Waistcoat
A waistcoat often called a vest in American English) is a sleeveless upper-body garment. It is usually worn over a dress shirt and necktie and below a coat as a part of most men's formal wear. It is also sported as the third piece in the traditional three-piece male business suit.
Characteristics and use
A waistcoat has a full vertical opening in the front, which fastens with buttons or snaps. Both single-breasted and double-breasted waistcoats exist, regardless of the formality of dress, but single-breasted ones are more common. In a three piece suit, the cloth used matches the jacket and trousers. Waistcoats can also have lapels or revers depending on the style.
Before wristwatches became popular, gentlemen kept their pocket watches in the front waistcoat pocket, with the watch on a watch chain threaded through a buttonhole. Sometimes an extra hole was made in line with the buttonholes for this use. A bar on the end of the chain held it in place to catch the chain if it were dropped or pulled. Waistcoats are now worn less, so the pocket watch may more likely be stored in a trouser pocket.

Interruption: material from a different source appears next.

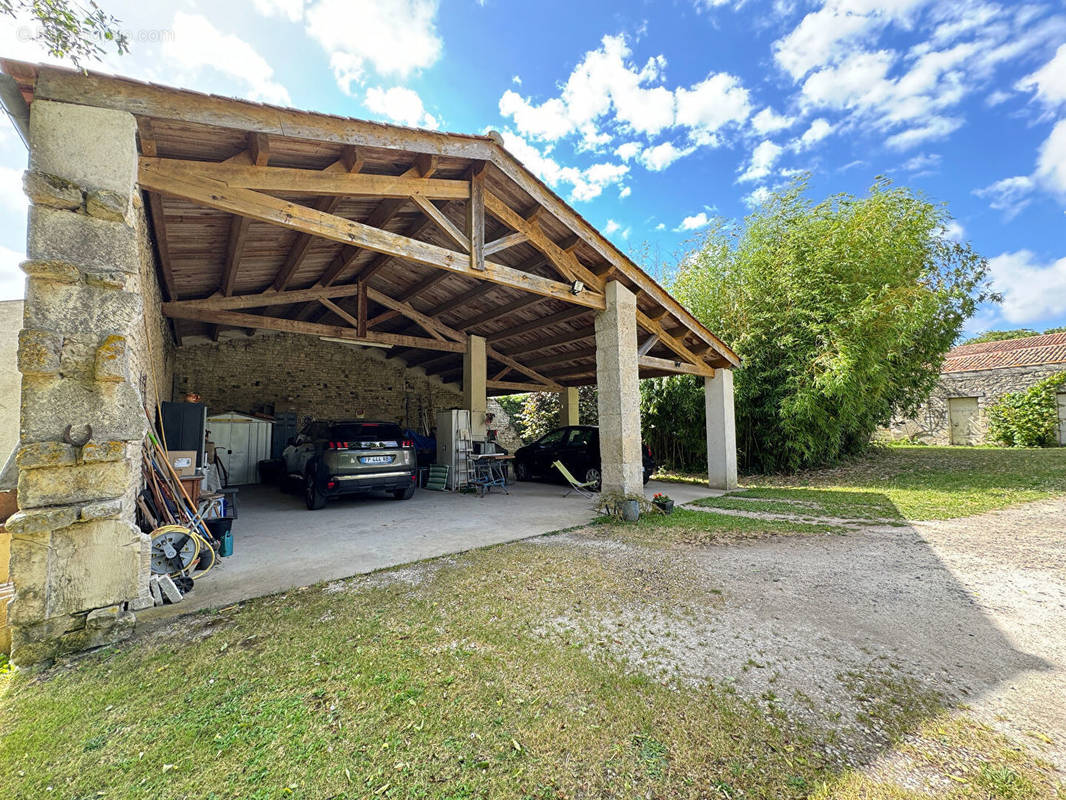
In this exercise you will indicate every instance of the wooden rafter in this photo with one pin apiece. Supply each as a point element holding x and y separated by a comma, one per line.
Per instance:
<point>294,217</point>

A custom still sometimes practiced is to leave the bottom button undone. This is said to have been started by King Edward VII (then the Prince of Wales), whose expanding waistline required it. Variations on this include that he forgot to fasten the lower button when dressing and this was copied. It has also been suggested that the practice originated to prevent the waistcoat riding up when on horseback. Undoing the bottom button avoids stress to the bottom button when sitting down; when it is fastened, the bottom of the waistcoat pulls sideways causing wrinkling and bulging, since modern waistcoats are cut lower than old ones. This convention only applies to single-breasted day waistcoats and not double breasted, evening, straight-hem or livery waistcoats that are all fully buttoned.
History
The waistcoat is one of the few articles of clothing whose origin historians can date precisely. King Charles II of England, Scotland and Ireland introduced the waistcoat as a part of correct dress during the Restoration of the British monarchy. It was derived from the Persian vests seen by English visitors to the court of Shah Abbas. The most famous of these was Persia's ambassador to the court of St. James, Sir Robert Shirley. He was an Englishman who had been a traveler in Persia for years.
During the seventeenth century, troops of the regular army - and to some degree also local militia - wore waistcoats which were the reverse colour of their overcoats. It is believed that these were made by turning old worn-out standard issue overcoats inside-out (so that the lining colour appeared on the outside) and removing the sleeves. The term "waistcoat" might therefore also be derived from the wastage of the old coat.
During the seventeenth and eighteenth centuries, men often wore elaborate and brightly coloured waistcoats, until changing fashions in the nineteenth century narrowed this to a more restricted palette, and the development of lounge suits began the period of matching informal waistcoats.